En su acepción más básica, la soberanía interna puede ser definida como el control o la jurisdicción que ejerce un gobierno sobre una población dentro de ciertos límites geográficos, políticos y administrativos (Krasner, 1999). A diferencia de otras formas políticas organizativas, en el Estado moderno, este control es ejercido exclusivamente por el gobierno nacional a través de diversas estructuras y procedimientos institucionales que le permiten monopolizar, centralizar y acumular el poder político (Lansford, 2021).

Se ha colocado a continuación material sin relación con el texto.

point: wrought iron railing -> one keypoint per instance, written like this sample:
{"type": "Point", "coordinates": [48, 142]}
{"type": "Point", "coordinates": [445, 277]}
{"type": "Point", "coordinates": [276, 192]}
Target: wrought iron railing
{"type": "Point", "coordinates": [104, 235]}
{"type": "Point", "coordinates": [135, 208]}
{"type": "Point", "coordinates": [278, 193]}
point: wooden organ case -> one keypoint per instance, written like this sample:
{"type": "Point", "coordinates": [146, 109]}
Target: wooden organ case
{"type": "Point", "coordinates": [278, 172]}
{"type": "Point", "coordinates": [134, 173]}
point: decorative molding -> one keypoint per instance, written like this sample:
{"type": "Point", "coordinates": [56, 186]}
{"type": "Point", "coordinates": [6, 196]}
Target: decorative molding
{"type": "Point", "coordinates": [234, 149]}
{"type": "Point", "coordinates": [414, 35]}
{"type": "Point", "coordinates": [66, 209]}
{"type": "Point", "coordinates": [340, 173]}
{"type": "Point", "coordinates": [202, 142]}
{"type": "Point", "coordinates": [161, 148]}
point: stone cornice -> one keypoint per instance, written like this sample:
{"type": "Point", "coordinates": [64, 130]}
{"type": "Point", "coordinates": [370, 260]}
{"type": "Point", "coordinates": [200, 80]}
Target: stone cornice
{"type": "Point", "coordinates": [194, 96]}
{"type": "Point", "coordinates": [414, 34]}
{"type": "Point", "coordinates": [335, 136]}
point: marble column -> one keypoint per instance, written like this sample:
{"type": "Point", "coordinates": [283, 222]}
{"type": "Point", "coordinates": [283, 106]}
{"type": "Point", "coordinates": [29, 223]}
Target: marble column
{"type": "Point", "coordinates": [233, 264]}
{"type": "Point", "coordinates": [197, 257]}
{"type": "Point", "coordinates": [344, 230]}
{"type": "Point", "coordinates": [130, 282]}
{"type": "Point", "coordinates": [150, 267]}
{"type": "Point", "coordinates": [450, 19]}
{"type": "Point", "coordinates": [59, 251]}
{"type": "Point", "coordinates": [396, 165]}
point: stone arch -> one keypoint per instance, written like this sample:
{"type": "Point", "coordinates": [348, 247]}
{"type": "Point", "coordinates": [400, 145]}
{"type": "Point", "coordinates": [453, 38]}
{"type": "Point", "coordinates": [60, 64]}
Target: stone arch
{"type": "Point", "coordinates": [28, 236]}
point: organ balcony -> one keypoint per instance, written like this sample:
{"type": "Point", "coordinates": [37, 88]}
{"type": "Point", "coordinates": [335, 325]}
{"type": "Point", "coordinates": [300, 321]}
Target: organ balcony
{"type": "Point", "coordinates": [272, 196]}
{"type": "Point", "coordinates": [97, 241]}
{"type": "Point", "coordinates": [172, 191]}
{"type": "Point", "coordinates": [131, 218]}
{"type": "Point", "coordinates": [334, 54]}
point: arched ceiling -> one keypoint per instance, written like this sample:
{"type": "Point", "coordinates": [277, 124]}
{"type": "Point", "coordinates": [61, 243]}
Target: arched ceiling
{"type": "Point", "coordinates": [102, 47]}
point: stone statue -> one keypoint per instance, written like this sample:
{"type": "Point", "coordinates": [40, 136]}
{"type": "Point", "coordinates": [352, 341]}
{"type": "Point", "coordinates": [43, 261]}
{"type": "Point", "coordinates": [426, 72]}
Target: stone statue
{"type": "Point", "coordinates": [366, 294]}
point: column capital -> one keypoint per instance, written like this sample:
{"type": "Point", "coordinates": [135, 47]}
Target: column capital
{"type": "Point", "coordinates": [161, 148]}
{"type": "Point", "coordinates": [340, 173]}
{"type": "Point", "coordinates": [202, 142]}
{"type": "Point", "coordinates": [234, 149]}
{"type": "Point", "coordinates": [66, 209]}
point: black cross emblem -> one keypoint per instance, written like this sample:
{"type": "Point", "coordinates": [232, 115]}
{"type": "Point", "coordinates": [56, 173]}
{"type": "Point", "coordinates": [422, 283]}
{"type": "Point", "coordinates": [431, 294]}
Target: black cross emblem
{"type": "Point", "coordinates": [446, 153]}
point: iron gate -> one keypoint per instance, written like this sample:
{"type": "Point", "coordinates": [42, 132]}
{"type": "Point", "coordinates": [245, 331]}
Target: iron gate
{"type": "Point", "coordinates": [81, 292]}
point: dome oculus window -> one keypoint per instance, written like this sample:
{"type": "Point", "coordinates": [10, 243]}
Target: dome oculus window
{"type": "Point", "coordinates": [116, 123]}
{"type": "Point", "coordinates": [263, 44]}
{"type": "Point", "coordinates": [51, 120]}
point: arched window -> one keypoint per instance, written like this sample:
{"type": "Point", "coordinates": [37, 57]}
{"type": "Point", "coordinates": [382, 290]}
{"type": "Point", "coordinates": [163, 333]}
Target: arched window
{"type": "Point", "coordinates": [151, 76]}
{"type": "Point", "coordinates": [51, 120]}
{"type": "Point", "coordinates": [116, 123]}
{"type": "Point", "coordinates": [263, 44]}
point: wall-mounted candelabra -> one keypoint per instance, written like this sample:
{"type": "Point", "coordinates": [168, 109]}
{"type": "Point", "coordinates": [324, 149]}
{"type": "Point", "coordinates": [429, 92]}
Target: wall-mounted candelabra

El imperio de la ley, la administración de justicia, el sistema de tributación, el uso de la violencia, entre otras, son manifestaciones expresas de la soberanía interna de un Estado cuya titularidad recae únicamente en el gobierno nacional (Risse, 2015); por esta razón, al menos en el contexto del Estado moderno, ningún otro actor público o privado podría reclamar algún tipo de titularidad legítima para ejercer dichas potestades.[17]

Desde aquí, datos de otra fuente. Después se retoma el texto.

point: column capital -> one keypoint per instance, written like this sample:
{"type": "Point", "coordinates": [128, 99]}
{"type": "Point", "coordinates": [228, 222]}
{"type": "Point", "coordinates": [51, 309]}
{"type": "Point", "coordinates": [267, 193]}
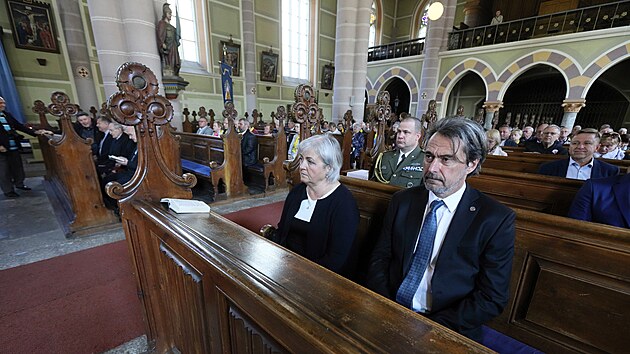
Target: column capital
{"type": "Point", "coordinates": [492, 106]}
{"type": "Point", "coordinates": [573, 106]}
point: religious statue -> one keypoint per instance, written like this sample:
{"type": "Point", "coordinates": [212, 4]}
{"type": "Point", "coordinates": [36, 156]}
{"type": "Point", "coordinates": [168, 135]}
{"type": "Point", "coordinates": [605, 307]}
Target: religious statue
{"type": "Point", "coordinates": [168, 43]}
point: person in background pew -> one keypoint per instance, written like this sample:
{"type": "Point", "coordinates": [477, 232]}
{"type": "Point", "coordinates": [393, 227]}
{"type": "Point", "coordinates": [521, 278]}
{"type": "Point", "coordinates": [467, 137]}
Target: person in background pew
{"type": "Point", "coordinates": [320, 216]}
{"type": "Point", "coordinates": [11, 167]}
{"type": "Point", "coordinates": [604, 201]}
{"type": "Point", "coordinates": [403, 165]}
{"type": "Point", "coordinates": [548, 144]}
{"type": "Point", "coordinates": [216, 129]}
{"type": "Point", "coordinates": [454, 267]}
{"type": "Point", "coordinates": [204, 129]}
{"type": "Point", "coordinates": [528, 135]}
{"type": "Point", "coordinates": [609, 147]}
{"type": "Point", "coordinates": [494, 139]}
{"type": "Point", "coordinates": [249, 149]}
{"type": "Point", "coordinates": [86, 128]}
{"type": "Point", "coordinates": [103, 163]}
{"type": "Point", "coordinates": [581, 164]}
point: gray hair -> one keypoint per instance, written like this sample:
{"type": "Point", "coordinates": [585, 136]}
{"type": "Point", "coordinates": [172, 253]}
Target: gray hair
{"type": "Point", "coordinates": [465, 134]}
{"type": "Point", "coordinates": [328, 149]}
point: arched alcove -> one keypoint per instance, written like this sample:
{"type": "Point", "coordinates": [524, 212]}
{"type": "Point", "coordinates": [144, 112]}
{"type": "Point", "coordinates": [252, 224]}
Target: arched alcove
{"type": "Point", "coordinates": [400, 95]}
{"type": "Point", "coordinates": [608, 99]}
{"type": "Point", "coordinates": [538, 92]}
{"type": "Point", "coordinates": [470, 92]}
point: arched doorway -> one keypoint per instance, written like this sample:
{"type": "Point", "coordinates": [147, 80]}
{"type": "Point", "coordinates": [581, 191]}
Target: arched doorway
{"type": "Point", "coordinates": [399, 94]}
{"type": "Point", "coordinates": [607, 100]}
{"type": "Point", "coordinates": [535, 96]}
{"type": "Point", "coordinates": [469, 92]}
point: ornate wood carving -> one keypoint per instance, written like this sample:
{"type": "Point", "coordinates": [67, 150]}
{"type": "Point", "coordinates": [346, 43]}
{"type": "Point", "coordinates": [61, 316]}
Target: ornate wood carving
{"type": "Point", "coordinates": [138, 104]}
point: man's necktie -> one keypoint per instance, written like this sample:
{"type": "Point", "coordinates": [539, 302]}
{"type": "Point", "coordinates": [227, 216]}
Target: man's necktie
{"type": "Point", "coordinates": [421, 258]}
{"type": "Point", "coordinates": [402, 158]}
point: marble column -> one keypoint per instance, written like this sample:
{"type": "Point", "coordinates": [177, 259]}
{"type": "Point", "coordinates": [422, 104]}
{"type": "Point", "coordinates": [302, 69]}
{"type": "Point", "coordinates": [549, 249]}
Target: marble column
{"type": "Point", "coordinates": [249, 54]}
{"type": "Point", "coordinates": [78, 53]}
{"type": "Point", "coordinates": [571, 109]}
{"type": "Point", "coordinates": [434, 41]}
{"type": "Point", "coordinates": [492, 107]}
{"type": "Point", "coordinates": [352, 37]}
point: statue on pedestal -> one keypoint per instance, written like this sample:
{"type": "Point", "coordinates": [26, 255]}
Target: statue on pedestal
{"type": "Point", "coordinates": [168, 42]}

A pesar de lo anterior, en el contexto de la posmodernidad, las consideraciones normativas del Estado moderno se han relativizado hasta el punto de cuestionar el axioma de la centralización de la soberanía.[18] La consecuencia principal de este proceso ha sido la erosión del rol hegemónico de la autoridad nacional como el único actor legítimamente facultado para ejercerla. En su lugar, han surgido actores de diversa naturaleza que han venido reemplazando, cada vez con mayor frecuencia e intensidad, las funciones tradicionales del gobierno central. Gran parte de estos actores, como se ha mencionado previamente, pertenece a la misma estructura institucional y administrativa del Estado (como es el caso de los gobiernos locales, regionales o, inclusive, internacionales[19]) y, al mismo tiempo, a sujetos de origen privado, tales como empresas transnacionales, corporaciones sin ánimo de lucro, compañías financieras, entre otras, instituciones a las que se les ha venido confiriendo la titularidad de ciertas funciones públicas. [20]

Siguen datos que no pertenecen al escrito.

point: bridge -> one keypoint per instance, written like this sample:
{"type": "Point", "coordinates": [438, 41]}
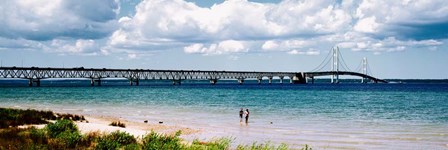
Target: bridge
{"type": "Point", "coordinates": [35, 74]}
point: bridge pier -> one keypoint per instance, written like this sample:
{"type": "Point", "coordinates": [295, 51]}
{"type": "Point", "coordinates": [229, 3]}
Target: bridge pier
{"type": "Point", "coordinates": [213, 81]}
{"type": "Point", "coordinates": [136, 80]}
{"type": "Point", "coordinates": [312, 80]}
{"type": "Point", "coordinates": [176, 81]}
{"type": "Point", "coordinates": [299, 78]}
{"type": "Point", "coordinates": [93, 80]}
{"type": "Point", "coordinates": [31, 81]}
{"type": "Point", "coordinates": [270, 79]}
{"type": "Point", "coordinates": [240, 81]}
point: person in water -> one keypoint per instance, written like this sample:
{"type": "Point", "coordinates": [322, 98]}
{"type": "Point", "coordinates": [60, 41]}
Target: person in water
{"type": "Point", "coordinates": [246, 114]}
{"type": "Point", "coordinates": [241, 115]}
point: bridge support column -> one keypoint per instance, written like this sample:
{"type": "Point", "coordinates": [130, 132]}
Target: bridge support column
{"type": "Point", "coordinates": [136, 80]}
{"type": "Point", "coordinates": [176, 81]}
{"type": "Point", "coordinates": [299, 78]}
{"type": "Point", "coordinates": [240, 81]}
{"type": "Point", "coordinates": [281, 79]}
{"type": "Point", "coordinates": [37, 82]}
{"type": "Point", "coordinates": [93, 80]}
{"type": "Point", "coordinates": [270, 80]}
{"type": "Point", "coordinates": [30, 82]}
{"type": "Point", "coordinates": [213, 81]}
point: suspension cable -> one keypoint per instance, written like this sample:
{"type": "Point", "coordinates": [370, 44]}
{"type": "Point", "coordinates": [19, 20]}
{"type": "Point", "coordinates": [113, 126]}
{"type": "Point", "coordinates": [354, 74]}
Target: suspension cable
{"type": "Point", "coordinates": [319, 67]}
{"type": "Point", "coordinates": [343, 61]}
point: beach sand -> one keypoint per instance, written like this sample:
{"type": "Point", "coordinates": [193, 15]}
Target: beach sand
{"type": "Point", "coordinates": [100, 124]}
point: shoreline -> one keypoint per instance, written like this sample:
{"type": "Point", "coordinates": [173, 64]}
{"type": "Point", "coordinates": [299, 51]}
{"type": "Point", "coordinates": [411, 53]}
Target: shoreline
{"type": "Point", "coordinates": [101, 124]}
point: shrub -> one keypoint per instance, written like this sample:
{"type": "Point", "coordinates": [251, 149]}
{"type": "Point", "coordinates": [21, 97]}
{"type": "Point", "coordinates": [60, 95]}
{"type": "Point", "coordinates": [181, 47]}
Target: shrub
{"type": "Point", "coordinates": [60, 126]}
{"type": "Point", "coordinates": [222, 143]}
{"type": "Point", "coordinates": [39, 136]}
{"type": "Point", "coordinates": [15, 117]}
{"type": "Point", "coordinates": [69, 139]}
{"type": "Point", "coordinates": [115, 140]}
{"type": "Point", "coordinates": [119, 124]}
{"type": "Point", "coordinates": [265, 146]}
{"type": "Point", "coordinates": [154, 141]}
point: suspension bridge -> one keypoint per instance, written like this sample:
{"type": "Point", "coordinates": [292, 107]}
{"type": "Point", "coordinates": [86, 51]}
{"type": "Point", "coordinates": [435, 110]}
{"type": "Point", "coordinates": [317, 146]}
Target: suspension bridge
{"type": "Point", "coordinates": [34, 75]}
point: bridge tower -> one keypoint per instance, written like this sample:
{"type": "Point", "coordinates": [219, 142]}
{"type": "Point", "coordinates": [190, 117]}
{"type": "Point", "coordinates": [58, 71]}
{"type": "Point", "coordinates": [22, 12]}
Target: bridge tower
{"type": "Point", "coordinates": [335, 66]}
{"type": "Point", "coordinates": [364, 69]}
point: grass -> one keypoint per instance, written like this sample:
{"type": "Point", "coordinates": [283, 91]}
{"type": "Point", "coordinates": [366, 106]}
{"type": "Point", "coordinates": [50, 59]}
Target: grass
{"type": "Point", "coordinates": [16, 117]}
{"type": "Point", "coordinates": [64, 134]}
{"type": "Point", "coordinates": [118, 124]}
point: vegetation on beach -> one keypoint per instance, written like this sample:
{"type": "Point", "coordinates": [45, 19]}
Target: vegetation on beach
{"type": "Point", "coordinates": [117, 124]}
{"type": "Point", "coordinates": [64, 134]}
{"type": "Point", "coordinates": [16, 117]}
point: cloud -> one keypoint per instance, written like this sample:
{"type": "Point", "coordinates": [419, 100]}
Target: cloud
{"type": "Point", "coordinates": [390, 44]}
{"type": "Point", "coordinates": [231, 27]}
{"type": "Point", "coordinates": [308, 52]}
{"type": "Point", "coordinates": [78, 47]}
{"type": "Point", "coordinates": [224, 47]}
{"type": "Point", "coordinates": [406, 19]}
{"type": "Point", "coordinates": [50, 19]}
{"type": "Point", "coordinates": [214, 30]}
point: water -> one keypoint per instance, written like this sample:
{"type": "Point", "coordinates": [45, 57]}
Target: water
{"type": "Point", "coordinates": [343, 116]}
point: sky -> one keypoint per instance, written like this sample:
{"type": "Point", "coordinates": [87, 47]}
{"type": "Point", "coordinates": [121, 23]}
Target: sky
{"type": "Point", "coordinates": [405, 39]}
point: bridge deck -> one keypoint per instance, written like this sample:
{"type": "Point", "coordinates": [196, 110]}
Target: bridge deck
{"type": "Point", "coordinates": [34, 74]}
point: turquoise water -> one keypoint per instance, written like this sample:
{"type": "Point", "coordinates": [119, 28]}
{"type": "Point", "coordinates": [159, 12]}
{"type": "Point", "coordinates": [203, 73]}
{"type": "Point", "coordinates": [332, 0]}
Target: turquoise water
{"type": "Point", "coordinates": [343, 116]}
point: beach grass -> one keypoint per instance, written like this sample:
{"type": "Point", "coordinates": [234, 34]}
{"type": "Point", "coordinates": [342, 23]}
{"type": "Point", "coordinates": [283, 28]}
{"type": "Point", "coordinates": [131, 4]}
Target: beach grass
{"type": "Point", "coordinates": [117, 124]}
{"type": "Point", "coordinates": [64, 134]}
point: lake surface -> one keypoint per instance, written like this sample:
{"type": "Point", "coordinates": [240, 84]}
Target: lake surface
{"type": "Point", "coordinates": [325, 116]}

Indistintamente, lo cierto es que, así como el Estado se ha transformado poblacional, territorial y gubernamentalmente ante el surgimiento de la sociedad posmoderna,[21] de igual modo lo ha hecho funcionalmente con relación al ejercicio de la soberanía interna. Tradicionalmente, uno de los principios rectores del Estado moderno ha sido la separación de poderes, destinando a cada rama del poder público el desarrollo independiente y específico de ciertas funciones, bien sean estas de orden legislativo, administrativo o judicial. En un sentido negativo o restrictivo, al ejecutivo le corresponderían todas aquellas tareas que no hayan sido encomendadas expresamente a las demás ramas del poder y que tengan como propósito el cumplimiento y la materialización de los fines esenciales del Estado (Zagrebelsky et al., 2020). Muestra de ello serían la organización y la estructuración administrativa en todos los órdenes territoriales, la ejecución y la reglamentación de las leyes, la implementación de políticas públicas, la prestación de servicios públicos, entre otras.[22]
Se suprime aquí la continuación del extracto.